オカ研夏合宿その三。
「輝也!?輝也!?」
「輝也!?大丈夫か?」
僕は部長と共に後ろから追いついた輝也に声をかけた。
後ろを振り返った輝也の目は驚き見開いていた。
「二人とも無事だったんだな……良かった。」
そう輝也は呟く。
輝也が見たのはなんだったのだろう。
そこに居たのは美味しそうな何かを料理している老婆がいたんだ。
「なんだ……俺の見間違えか。」
輝也はそう言葉にする。
僕は輝也に聞いてみる。
「輝也?どうしたんだ?何かあったのか!?」
「いや…俺の気のせいだったんだなきっと。」
「そうなのか!?顔も青く見えるけど大丈夫か?」
部長も輝也の表情に不安気な表情だった。
ひとまず輝也も無事だったのだが。
すると。
先程の老婆が僕達に気づいたのか声をかけてくる。
「ほっほっほ……夕飯にはまだ早いんでな…そうじゃ……この宿の露天風呂にでも行ってみてはどうじゃ?」
「あ、はい……じゃあお言葉に甘えて。
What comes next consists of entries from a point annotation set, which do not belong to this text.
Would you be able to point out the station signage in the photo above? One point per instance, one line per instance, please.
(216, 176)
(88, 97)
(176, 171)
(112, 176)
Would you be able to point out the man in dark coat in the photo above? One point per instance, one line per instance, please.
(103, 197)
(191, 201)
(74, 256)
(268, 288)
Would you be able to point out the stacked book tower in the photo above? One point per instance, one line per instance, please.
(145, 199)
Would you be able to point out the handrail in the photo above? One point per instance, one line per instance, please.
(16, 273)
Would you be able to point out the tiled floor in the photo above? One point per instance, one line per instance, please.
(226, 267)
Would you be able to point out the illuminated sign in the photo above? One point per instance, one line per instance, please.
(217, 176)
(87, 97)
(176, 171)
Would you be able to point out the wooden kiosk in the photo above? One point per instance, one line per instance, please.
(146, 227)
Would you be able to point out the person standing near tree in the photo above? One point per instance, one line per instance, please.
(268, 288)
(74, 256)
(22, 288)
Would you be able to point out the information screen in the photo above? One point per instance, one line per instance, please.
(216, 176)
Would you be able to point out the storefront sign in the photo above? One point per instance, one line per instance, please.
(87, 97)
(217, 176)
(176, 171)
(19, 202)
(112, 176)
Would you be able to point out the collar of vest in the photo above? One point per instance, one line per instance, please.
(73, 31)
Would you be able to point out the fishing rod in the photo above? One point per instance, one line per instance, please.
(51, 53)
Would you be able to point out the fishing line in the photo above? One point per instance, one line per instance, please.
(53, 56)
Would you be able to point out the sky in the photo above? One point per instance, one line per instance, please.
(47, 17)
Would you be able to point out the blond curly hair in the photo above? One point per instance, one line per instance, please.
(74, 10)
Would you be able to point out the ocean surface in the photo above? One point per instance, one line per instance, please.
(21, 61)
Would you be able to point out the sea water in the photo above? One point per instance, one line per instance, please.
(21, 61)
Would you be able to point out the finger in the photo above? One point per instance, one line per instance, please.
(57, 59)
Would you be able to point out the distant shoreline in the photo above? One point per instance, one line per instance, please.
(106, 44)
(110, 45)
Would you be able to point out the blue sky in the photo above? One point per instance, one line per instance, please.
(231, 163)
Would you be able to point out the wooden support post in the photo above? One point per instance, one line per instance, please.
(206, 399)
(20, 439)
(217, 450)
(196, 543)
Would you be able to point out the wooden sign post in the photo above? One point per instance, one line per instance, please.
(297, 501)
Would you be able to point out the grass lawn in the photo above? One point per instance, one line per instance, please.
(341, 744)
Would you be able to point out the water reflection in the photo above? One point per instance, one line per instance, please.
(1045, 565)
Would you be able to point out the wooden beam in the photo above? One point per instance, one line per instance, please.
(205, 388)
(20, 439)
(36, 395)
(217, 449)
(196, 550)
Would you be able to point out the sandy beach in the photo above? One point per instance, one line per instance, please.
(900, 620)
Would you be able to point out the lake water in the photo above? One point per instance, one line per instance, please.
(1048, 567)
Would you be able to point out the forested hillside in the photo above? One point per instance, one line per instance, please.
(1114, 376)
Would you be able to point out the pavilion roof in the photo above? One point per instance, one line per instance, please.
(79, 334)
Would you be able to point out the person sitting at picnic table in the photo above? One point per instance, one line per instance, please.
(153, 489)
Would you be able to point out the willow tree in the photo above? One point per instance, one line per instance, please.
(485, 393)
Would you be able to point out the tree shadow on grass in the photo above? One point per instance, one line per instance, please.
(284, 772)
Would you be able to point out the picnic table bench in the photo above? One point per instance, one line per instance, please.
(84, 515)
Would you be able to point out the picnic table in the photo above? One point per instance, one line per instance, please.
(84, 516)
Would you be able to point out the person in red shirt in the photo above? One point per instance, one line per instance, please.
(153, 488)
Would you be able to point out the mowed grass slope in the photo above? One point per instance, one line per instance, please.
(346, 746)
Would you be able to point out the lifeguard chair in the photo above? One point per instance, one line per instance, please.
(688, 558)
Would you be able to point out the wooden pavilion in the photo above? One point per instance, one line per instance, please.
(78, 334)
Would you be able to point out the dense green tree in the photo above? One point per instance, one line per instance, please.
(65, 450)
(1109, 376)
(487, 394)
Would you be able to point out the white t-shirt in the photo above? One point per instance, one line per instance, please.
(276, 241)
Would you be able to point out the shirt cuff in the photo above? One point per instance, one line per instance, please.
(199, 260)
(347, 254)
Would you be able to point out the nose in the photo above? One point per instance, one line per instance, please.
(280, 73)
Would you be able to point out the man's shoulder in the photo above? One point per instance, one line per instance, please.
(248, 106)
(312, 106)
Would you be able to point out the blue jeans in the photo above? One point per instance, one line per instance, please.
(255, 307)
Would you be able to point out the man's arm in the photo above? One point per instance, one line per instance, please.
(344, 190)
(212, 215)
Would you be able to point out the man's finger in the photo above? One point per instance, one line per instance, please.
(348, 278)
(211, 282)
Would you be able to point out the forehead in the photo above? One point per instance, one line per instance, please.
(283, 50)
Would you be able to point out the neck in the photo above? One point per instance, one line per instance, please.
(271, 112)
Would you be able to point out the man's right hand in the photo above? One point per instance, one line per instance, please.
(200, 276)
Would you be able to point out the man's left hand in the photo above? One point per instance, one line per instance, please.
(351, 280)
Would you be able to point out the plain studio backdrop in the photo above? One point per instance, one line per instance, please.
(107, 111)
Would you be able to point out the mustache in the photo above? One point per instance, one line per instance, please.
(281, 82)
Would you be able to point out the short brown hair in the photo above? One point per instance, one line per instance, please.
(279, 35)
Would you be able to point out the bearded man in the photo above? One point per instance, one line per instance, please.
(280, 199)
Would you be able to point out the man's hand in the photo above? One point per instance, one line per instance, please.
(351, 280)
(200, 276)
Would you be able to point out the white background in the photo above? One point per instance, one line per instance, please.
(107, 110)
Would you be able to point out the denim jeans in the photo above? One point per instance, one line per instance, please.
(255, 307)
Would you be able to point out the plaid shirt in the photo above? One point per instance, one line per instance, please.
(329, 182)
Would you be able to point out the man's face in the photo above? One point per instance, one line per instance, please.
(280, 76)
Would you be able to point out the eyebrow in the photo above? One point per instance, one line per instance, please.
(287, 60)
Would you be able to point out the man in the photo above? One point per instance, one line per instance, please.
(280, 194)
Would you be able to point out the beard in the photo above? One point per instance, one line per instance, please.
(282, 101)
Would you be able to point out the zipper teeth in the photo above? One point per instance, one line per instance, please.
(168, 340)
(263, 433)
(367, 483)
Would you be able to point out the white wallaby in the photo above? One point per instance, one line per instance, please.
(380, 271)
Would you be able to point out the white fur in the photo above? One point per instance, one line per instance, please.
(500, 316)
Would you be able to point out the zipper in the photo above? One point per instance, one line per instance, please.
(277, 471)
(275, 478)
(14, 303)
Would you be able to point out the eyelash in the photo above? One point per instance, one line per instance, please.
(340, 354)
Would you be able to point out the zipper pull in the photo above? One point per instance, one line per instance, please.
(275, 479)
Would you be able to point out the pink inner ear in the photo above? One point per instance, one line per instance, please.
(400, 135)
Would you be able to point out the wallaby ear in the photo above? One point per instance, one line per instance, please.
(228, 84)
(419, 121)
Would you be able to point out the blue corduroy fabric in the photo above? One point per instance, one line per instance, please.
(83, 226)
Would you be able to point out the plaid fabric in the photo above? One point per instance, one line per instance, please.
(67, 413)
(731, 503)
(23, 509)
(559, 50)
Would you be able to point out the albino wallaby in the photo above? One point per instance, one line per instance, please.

」
老婆に笑みを浮かべながらそう返す部長。
そして僕達はひとまず風呂へと行く事にした。
◇
◇
◇
輝也と僕も露天風呂へと向かう。
すると…そこは民宿から少し川へと降りていった所に露天風呂はあったんだ。
建物から薄暗い小道を歩いていく。
一人でこの小道を歩くのも…ちょっと気持ち悪いかもしれない。
涼子さんは大丈夫だろうか。
僕がそう考えていると。
カラン…チャポンっと湯の音が聞こえてくる。
(これは…………涼子さんっ!?)
僕はそう頭に浮かぶ。
すると僕達の目の前にも湯が見えてきたんだ。
暗がりにポツンとあった露天風呂。
男女に別れてはいるがどうやら壁で仕切られてはいるようだ。
◇
◇
◇
「ふぅぅ………気持ちいいな…………」
「ああ……最高だよな。」
僕達も湯につかりその心地良さにまったりとする。
すると隣りから声が聞こえてくる。
「仁!?輝也!?来たのか?」
「はい!気持ちいいですね部長。」
「部長?ここへ来る途中の小道大丈夫でしたか?」
僕は小道の怪しさにやはり気にかかったんだ。
「ああ……確かに薄気味悪い道だったがな。」
「ですよね……そういや僕達以外誰も宿泊者いないんですかね?」
「ああ……民宿でもあるから中々利用客も少ないのだろうな。」
「そもそも部長はどこからこの民宿の話を見つけたんですか?」
すると。
部長が語り始める。
「実はこの村はな…とあるいわれがあってな…」
僕達は仕切り壁越しに部長の話を聞いたんだ。
◇
◇
◇
海鳴村。
海に面したこの村は昔から漁師で生活を支えてきたのだ…しかし大荒れがくるとやはり漁にも出れず貧困の生活を余儀なくされる。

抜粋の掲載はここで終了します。